Human-sized software

November 20, 2008

The piece of software that I’m most proud of is a tiny real-time kernel that I wrote for the Intel 8080 back in 1979. The 8080 was a very early predecessor to the now-ubiquitous Pentium. It had specs that seem laughable now: 8-bit data, 16-bit addressing, 2 MHz clock speed. Obviously, with a chip this slow, efficiency was the name of the game in software. So I wrote the scheduler and interrupt handler in assembly language, based on the design (but obviously not the actual code) of Intel’s own RMX-80 kernel. I don’t have the source code to this kernel, but I recall that it amounted to less than 2K of assembled code.
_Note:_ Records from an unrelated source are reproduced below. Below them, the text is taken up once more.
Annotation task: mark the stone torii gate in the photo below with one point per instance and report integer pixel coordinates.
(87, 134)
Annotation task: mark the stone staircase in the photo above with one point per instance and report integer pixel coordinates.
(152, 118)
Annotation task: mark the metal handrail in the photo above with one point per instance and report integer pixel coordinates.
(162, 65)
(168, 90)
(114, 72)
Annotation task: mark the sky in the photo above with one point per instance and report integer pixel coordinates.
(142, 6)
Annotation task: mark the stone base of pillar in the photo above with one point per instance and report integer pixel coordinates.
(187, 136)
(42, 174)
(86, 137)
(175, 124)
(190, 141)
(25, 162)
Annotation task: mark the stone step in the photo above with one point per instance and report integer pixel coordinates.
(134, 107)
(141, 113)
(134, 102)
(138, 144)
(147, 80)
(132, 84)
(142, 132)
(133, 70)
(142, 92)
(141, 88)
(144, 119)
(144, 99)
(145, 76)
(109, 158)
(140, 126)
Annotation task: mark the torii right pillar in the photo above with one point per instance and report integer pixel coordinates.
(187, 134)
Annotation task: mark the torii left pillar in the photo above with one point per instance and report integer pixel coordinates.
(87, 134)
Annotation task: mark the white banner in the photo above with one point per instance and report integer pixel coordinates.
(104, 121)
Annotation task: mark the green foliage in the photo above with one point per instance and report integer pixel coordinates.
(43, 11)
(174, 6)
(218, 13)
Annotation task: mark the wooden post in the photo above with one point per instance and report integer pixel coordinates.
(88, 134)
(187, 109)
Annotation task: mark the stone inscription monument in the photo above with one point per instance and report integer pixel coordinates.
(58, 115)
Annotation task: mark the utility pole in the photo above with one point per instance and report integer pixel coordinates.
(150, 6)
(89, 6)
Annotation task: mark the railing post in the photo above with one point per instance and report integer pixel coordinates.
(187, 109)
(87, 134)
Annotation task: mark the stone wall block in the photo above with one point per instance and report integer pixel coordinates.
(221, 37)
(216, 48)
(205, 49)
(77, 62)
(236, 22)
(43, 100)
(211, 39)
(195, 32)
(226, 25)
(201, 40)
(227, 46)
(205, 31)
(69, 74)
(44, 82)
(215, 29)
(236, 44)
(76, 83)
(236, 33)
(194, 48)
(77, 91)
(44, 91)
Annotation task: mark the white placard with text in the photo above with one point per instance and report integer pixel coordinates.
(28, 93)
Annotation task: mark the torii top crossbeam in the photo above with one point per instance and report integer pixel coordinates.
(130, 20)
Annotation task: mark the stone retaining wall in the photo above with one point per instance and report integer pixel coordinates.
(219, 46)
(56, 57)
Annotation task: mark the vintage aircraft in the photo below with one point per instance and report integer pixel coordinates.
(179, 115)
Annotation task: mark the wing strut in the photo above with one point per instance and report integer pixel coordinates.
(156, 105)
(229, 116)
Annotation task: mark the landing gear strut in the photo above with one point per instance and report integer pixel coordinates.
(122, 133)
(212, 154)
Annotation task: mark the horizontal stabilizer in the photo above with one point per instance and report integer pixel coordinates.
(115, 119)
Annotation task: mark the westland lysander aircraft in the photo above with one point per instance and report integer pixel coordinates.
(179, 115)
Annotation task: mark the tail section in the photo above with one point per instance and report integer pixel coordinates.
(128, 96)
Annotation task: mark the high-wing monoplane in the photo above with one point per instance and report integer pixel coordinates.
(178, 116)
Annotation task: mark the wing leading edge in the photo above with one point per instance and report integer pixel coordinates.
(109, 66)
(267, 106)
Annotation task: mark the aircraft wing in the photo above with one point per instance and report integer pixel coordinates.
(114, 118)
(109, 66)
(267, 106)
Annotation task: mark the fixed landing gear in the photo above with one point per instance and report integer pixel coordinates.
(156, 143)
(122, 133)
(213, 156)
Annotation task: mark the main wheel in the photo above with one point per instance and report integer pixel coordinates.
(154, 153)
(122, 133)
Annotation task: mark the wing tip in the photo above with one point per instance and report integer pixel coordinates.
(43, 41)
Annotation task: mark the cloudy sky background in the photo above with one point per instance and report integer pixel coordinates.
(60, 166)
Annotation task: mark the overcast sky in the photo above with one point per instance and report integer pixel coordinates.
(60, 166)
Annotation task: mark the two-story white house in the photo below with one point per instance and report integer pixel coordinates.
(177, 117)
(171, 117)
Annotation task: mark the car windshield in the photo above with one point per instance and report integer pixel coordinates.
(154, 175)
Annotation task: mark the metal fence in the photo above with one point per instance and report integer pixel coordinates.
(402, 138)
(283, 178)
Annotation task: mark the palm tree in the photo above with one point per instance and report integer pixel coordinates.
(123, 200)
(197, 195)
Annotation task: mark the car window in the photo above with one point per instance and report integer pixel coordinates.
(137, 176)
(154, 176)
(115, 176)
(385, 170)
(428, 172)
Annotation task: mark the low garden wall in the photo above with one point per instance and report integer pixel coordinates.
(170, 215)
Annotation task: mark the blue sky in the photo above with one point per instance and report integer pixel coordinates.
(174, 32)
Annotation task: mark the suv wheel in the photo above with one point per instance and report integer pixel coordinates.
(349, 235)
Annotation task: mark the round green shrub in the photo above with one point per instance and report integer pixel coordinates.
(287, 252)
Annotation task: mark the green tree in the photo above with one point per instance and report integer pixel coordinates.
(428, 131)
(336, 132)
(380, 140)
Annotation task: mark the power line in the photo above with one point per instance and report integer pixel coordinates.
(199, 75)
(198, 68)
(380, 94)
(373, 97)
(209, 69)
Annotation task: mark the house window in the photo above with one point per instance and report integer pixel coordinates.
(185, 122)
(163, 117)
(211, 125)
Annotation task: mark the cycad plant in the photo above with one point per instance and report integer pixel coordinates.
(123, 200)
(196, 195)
It seems almost pathetic that I should still be this fond of something I wrote almost thirty years ago, and which, like most software, has been thrown away. But the fact is that software has grown nearly as fast as the hardware it runs on, doubling in size every couple of years and consuming all available resources. The result is that it is nearly impossible now for one developer to completely understand a typical piece of personal computer software.

Sure, one can “own” a tiny piece of one these monsters, and understand just that one piece. That’s really the only approach that makes sense, and that’s what at I do at my current employer, which has several thousand developers working on software packages whose binary downloads weigh in at over 100 megabytes. But I miss being able to work on something that is all mine, whose every nook and cranny is known to me, and which is perhaps directly useful to me in some way.

I can imagine that other developers would regard this desire as unrealistic, nostalgic, and egotistical. But to me it is no different from the desire of a woodworker to produce a single object of beauty in his own woodshop at night, after installing drywall in a mobile home factory all day. To that end, I’ve resumed work on a 20 year old personal project that satisfies this desire; more about this later.